In an interview with Insurance Business, Lanham spoke about what factors in the insurance industry have changed how insurance and risk is calculated.
He also discussed how these clients can be a better risk.
Having started in insurance in 1987 and working with HNW and UHNW clients, Lanham has witnessed key changes in the industry that have complicated both policy writing and the understanding of risk.
“With the evolution of global warming and convective storms, areas that are not used to such events are experiencing unprecedented losses,” Lanham said, pointing to Texas the freezing in Texas and the level of flooding in Eastern Canada.
“The houses were not built to withstand such strong weather.”
While there are far better policies than ever before, insurance companies are not able to raise their rates in tandem with how costly these losses can be, due to legislative parameters.
As a result, Lanham is witnessing carriers scaling back on the breadth of coverage they are able to write in order to stay in business.

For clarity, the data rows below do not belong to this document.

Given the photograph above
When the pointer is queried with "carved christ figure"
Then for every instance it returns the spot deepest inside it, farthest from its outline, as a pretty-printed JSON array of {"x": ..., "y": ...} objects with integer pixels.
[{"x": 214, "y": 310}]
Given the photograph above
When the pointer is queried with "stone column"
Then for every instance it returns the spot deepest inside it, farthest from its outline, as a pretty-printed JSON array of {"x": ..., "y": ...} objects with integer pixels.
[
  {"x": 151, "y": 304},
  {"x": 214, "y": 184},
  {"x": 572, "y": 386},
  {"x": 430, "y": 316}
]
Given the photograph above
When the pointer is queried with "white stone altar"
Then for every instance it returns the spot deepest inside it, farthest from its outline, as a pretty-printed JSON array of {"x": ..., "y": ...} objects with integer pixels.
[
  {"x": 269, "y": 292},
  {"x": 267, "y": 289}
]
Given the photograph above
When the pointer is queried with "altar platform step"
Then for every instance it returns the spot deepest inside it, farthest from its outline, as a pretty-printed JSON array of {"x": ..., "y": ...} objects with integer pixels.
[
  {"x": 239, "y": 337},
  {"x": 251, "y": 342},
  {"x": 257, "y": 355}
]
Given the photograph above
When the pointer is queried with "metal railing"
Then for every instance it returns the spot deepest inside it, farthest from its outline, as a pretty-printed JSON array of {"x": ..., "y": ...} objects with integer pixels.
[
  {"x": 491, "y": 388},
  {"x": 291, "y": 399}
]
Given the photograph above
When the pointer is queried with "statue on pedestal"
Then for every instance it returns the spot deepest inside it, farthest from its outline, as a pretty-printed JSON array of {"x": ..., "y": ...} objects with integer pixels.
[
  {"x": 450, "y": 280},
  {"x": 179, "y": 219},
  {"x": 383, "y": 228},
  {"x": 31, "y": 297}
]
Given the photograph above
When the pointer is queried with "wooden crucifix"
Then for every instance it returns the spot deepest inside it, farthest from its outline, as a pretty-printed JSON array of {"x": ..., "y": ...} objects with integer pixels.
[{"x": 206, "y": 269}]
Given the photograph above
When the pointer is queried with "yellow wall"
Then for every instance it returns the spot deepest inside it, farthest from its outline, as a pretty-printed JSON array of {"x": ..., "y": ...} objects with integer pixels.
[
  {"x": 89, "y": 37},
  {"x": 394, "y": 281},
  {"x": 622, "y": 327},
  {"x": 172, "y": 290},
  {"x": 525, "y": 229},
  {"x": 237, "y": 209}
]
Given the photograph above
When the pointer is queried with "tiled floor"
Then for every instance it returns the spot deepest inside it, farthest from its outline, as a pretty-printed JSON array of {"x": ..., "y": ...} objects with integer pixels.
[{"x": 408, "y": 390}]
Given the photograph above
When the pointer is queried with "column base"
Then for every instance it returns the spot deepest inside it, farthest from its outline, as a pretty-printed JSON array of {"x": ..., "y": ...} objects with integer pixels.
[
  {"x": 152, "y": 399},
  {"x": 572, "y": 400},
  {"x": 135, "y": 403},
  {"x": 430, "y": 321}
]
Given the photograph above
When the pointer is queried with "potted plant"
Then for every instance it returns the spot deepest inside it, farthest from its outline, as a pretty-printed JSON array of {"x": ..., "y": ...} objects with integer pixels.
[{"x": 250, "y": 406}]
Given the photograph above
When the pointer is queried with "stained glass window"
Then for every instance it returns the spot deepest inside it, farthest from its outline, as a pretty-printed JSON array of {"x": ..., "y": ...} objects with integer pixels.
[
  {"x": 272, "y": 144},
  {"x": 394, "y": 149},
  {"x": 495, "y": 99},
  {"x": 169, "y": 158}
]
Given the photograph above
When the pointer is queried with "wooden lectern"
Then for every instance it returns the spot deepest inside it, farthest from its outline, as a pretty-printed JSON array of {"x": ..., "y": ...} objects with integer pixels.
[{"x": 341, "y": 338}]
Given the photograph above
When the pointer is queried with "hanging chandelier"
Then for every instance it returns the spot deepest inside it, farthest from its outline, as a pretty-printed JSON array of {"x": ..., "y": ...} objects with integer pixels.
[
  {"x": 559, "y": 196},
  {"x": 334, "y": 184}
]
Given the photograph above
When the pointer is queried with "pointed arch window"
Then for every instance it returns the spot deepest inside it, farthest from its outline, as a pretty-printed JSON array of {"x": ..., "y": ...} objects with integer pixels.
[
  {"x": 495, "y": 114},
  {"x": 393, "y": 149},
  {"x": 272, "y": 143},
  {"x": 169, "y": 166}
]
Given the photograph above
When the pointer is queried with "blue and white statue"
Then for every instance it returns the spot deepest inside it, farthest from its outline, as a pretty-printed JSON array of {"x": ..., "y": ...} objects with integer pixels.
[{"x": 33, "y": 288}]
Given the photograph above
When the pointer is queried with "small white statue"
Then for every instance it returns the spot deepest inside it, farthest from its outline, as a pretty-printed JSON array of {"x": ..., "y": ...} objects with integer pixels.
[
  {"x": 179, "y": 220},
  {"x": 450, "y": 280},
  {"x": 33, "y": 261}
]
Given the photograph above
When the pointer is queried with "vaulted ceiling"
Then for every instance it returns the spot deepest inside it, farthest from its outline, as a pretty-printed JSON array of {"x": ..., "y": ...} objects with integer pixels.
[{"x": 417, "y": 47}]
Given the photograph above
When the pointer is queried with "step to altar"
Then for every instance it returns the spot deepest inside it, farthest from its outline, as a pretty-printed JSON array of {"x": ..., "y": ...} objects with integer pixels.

“We're going to have really, really expensive policies, and they're not going to cover as broadly as before,” he said.
This has led many clients in better financial situations to question the value and necessity of insurance, while also creating an environment where clients in areas of very little capacity to have to shop around for various types of coverage.
“We're now having to layer insurance companies on top of each other and demarcate who will take the first million and who take the next,” Lanham said.
“And so that's a whole other world where agents are getting creative if the client doesn’t want to go down the self-insurance route.”
Lanham believes that HNW and UHNW will have to pay more themselves to be a better risk for insurers. He described a scenario when a client was up for renewal, but their premium was to shoot up from $10,000 to over $70,000.
“The person ended up spending over $100,000 on a more resilient roof to bring the premium down to much more affordable $20,000,” he noted.
Due to thorough data analytics from carriers, there is now better predictive modelling that can help keep premiums from spiking substantially and avoiding the need for self-insurance.
“While those with infinite wealth may resort to self-insurance because they have the out-of-pocket funds to make their property more resilient, we expect this will be the same with those who choose to purchase coverage,” Lanham said.
“They're going to have to take some of the responsibility, whether that’s installing water shutoff devices or hiring an arborist to clear their property of potentially damaging vegetation.”